Bu ayki enflasyon rakamları oldukça önemli. Beklenildiği gibi bir düşme eğilimi görülürse hiç kuşkusuz bu en başta Fed’i sonrasında da 4 Mayıs sonrası sert satışlara sahne olan piyasaya biraz nefes aldırabilir. Aksi olması durumda yani enflasyonda düşme yerine yükselme görülmesi yine ve yeniden piyasalarda geçtiğimiz hafta da olduğu gibi “Fed’in 75 bp’lik artışı dışlamasının hata olduğu fiyatlamasını” gündeme getirerek sert satışlara neden olabilir. Bu nedenle bu Çarşamba ve Perşembe piyasalarda volatilite yüksek olabilir.

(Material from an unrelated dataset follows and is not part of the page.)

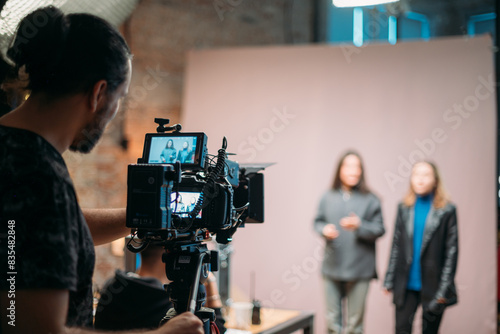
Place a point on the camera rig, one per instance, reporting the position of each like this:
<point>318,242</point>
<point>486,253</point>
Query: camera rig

Kaynak: The New York Times
Ekonomiyle ilgili veriler ve değişen beklentiler hisse senedi fiyatlarında koronavirüs pandemisinin başladığı 2020'den bu yana yatırımcıların gördüğünden daha büyük dalgalanmalara neden oluyor. Tüm bu fiyatlamalar bize şunu çok net gösteriyor; yatırımcılar bundan sonra ne olacağı konusunda yeterince emin değiller. Bundan sonra da en azından kısa vade için fiyatlamaları etkileyecek en temel soru şu hiç kuşkusuz; "Fed istemeden de olsa sert bir iniş mi yapacak yoksa gıpta edilen yumuşak inişi gerçekleştirmeyi mi başarabilecek mi?". İşte bu sorunun cevabı da hiç kuşkusuz enflasyon rakamlarına bağlı olacak. Beklenti altı gelen her enflasyon verisi resesyon ihtimalini zayıflatırken aksi ise güçlendirecektir.
Bu belirsizliklerle tahvil piyasasında da ABD 10 yıllık tahvil getirileri yılın başında yaklaşık %1,6'dan şimdi %3'ün üzerine çıktı ve şu an son 4 yılın en yüksek seviyesi olan %3,14’ten fiyatlanıyor. %3,26 üstünde yükselişler hız kazanacaktır. Çarşamba ve Perşembe ABD 10 yıllıkları ve dolar endeksinde enflasyon verisi sonrası volatilite artabilir.
Dolar endeksi de yine 104 kritik seviyesini testinin ardından 103,6 seviyesinden fiyatlanıyor. 104 üstü haftalık kapanış yeni bir ralli olasılığını artıracaktır.